I was hand-cuffed, put in a police car, and driven to a police station 30 miles away. I was searched, charged, given a police warning, and released, in a t-shirt in heavy rain. It was late on a Saturday afternoon in the Scottish Highlands. Getting back to my truck by public transport wasn’t going to be easy. A taxi was going to cost £50. I’d missed half a day’s work. Because I walked on some grass.
Now, for anyone outside Scotland, there’s something you need to know: You can walk through fields here. It’s not illegal. It’s specifically protected in law, in the Land Reform (Scotland) Act 2003. And although not relevant in this case, if there’s a crop then you can still walk in the field, you just have to stay at the edge.
There’s also the glaring issue that “obstruction” is a very specific offence, and there’s no plausible way a senior police officer could claim I had committed it. The offence of obstruction is committed when a person takes deliberate unlawful actions, believing that those actions will hinder or prevent the police from conducting their duties.
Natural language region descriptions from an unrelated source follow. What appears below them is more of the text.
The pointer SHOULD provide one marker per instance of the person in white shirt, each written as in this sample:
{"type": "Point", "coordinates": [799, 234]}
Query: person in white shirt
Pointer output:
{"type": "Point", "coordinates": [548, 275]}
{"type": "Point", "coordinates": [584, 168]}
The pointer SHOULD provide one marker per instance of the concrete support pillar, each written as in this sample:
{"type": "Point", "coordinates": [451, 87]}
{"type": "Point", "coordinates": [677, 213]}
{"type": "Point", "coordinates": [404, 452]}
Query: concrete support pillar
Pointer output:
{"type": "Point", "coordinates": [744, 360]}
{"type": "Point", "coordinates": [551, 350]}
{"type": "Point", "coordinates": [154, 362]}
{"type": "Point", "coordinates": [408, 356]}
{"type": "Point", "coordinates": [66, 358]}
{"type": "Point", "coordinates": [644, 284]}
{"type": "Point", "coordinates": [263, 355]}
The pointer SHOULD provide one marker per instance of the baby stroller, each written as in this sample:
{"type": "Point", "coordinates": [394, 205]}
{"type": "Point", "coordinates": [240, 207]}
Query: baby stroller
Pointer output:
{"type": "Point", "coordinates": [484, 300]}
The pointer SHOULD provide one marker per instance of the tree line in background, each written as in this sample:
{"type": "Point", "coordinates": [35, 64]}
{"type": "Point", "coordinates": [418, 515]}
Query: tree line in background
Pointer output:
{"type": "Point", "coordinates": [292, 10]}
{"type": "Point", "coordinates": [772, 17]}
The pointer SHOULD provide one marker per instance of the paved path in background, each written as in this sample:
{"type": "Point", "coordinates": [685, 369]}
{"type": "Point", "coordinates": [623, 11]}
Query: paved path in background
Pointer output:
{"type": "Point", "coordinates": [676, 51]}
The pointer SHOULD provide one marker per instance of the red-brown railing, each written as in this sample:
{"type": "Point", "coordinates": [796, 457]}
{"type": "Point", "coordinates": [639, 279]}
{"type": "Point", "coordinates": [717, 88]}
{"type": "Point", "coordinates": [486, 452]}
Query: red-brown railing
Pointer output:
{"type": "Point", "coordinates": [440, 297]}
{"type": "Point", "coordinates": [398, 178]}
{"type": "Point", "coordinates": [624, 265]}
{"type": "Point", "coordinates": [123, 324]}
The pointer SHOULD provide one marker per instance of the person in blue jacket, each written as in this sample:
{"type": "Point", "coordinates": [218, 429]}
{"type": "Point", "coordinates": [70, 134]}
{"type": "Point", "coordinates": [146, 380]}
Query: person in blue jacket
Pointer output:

Standing in the field was lawful, and any police officer should have known that. With just the working knowledge of the law that any journalist needs, I knew that my actions were lawful, so I had no reason to think I would attract police interference, or hinder or prevent the police from conducting their duties. None of the criteria for the offence of obstruction were met.
You may think the story would end there, albeit with the rather ugly ending of me having a police warning on my record. But it gets worse. Supported by the National Union of Journalists, I went through the process of challenging the warning. We were then told that there was no warning to challenge. Behind the scenes, the police had cancelled the warning and referred me to the Procurator Fiscal for prosecution.
Did you know they could do that? I didn’t. Here’s what is written on the warning:
This is an alternative to prosecution. Police Scotland considers that there is sufficient evidence to justify a report to the Procurator Fiscal for consideration of a prosecution and on this occasion Police Scotland have exercised discretion not to report the matter.
But it turns out, having given you the warning, they’re free to cancel it and report you anyway. This is something the police can just do if they feel like it. It doesn’t seem to be considered a breach of procedure, or even out of the ordinary. They can literally give you an official document saying you won’t be prosecuted, and then try to get you prosecuted anyway.
And that brings us up to date. Three months have now passed, and I hadn’t heard anything from the Procurator Fiscal. I contacted them yesterday, and received this reply today:
This case and what, if any action, may be appropriate are both matters which are presently under consideration.
The knock-on effect of all this is that I can’t be on the next intake of recruits for the Special Constabulary, and I’ll have to wait til next year. I hoped the recruitment team may be able to exercise some discretion, but they told me today:
You should wait until the case has been resolved before applying. The case will be showing as pending on your file and we wouldn’t be able to consider your application without knowing the outcome of the trial at court.
Once the case has been to trial, even if I’m convicted, I may still be able to join the Specials. But due to a technicality I can’t join while the case is pending, and the Fiscal seems happy to keep me hanging on.
I’ll let you know what happens, if it ever happens.